Until the past few months I've not routinely reported on monthly manufacturing data, regional or otherwise. However, now that I'm tracking the Big Four economic indicators, which includes Industrial Production, I'm watching these indexes more closely.
Yesterday morning we got the latest Empire State Manufacturing Survey. The diffusion index for General Business Conditions beat expectations, posting a expansionary reading of 9.5, up from 7.8. The Investing.com forecast was for 5.0.
Here is the opening paragraph from the report.
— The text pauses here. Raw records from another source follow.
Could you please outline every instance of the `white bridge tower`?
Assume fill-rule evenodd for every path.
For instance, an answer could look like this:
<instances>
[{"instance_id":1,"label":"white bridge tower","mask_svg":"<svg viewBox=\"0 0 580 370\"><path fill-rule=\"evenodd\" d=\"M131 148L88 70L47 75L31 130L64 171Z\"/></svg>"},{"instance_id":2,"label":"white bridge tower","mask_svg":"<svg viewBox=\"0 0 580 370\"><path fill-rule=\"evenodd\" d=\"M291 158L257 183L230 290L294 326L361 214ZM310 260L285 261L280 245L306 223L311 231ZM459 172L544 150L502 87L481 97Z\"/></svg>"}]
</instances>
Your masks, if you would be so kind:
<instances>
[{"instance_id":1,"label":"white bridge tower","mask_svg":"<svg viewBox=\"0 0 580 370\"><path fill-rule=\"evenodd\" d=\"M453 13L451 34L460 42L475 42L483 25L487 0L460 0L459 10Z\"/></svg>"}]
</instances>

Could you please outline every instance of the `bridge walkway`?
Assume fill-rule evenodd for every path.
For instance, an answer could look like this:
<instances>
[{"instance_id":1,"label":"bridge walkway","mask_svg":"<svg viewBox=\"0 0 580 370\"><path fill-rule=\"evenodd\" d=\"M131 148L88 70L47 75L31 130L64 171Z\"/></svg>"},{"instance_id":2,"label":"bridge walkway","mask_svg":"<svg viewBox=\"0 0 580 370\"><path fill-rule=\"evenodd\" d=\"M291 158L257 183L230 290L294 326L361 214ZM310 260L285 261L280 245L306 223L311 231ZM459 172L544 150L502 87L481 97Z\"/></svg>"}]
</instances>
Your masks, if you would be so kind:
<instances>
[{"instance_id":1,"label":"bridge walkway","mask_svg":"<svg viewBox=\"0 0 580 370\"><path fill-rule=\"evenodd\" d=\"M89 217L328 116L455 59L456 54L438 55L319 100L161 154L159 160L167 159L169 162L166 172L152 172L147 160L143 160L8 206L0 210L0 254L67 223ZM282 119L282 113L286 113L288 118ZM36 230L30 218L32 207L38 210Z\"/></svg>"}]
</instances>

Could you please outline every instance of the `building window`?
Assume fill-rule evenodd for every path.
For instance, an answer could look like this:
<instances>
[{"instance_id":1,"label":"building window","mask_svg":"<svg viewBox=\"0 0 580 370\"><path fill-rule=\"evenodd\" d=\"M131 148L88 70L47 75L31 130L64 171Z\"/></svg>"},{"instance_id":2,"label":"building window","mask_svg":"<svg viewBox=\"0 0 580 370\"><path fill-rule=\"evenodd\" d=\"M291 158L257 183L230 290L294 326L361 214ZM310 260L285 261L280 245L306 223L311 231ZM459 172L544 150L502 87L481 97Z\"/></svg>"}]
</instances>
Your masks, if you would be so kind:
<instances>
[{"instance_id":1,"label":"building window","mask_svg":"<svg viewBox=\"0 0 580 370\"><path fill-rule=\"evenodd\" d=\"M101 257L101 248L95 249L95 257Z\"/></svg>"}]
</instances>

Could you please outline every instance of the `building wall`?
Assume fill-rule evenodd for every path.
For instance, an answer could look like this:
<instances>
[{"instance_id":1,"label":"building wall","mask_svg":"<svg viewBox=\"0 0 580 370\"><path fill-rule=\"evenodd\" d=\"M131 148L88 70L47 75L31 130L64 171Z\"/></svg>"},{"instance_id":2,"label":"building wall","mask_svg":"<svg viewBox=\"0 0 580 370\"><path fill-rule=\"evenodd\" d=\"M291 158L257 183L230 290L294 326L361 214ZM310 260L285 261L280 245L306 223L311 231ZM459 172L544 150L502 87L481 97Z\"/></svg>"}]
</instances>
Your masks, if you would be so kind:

The July 2013 Empire State Manufacturing Survey indicates that conditions for New York manufacturers continued to improve modestly. The general business conditions index rose two points to 9.5. The new orders index rose ten points to 3.8, and the shipments index climbed twenty-one points to 9.0. The prices paid index fell four points to 17.4, pointing to a slower pace of input price increases, while the prices received index fell to 1.1, suggesting that selling prices were little changed. Employment indexes were mixed, and indicated little positive momentum in the labor market. The index for number of employees inched up to 3.3, while the average workweek index remained negative at -7.6. Indexes for the six-month outlook were generally higher -- a sign that optimism about future business conditions had strengthened.
Here is a chart illustrating both the General Business Conditions and Future General Business Conditions (the outlook six months ahead):
Click this link to access a PDF set of charts of the individual components over the past 12 months.
Since this survey only goes back to July of 2001, we only have one complete business cycle with which to evaluate its usefulness as an indicator for the broader economy. Since the Great Recession, the index contracted for one month in late 2010 and five months in 2011 -- the latter at a shallower level than at present.
The Empire State Survey is focused on manufacturing, so it's only a subset (albeit a very large one) of the Federal Reserve's Industrial Production Index, which covers manufacturing, mining, and electric and gas utilities. The upper left corner in the four-pack below shows a discernible and disconcerting 2012 slowdown in the rate of recovery in Industrial Production. Note that this chart illustrates the percent off the all-time high. This morning I will update the Big Four with the latest Industrial Production data and Real Retail Sales (lower right chart, which requires tomorrow's release of the Consumer Price Index to calculate).
See also the latest ISM Manufacturing Business Activity Index.
I'll keep a close eye on some of the regional manufacturing indicators in the months ahead.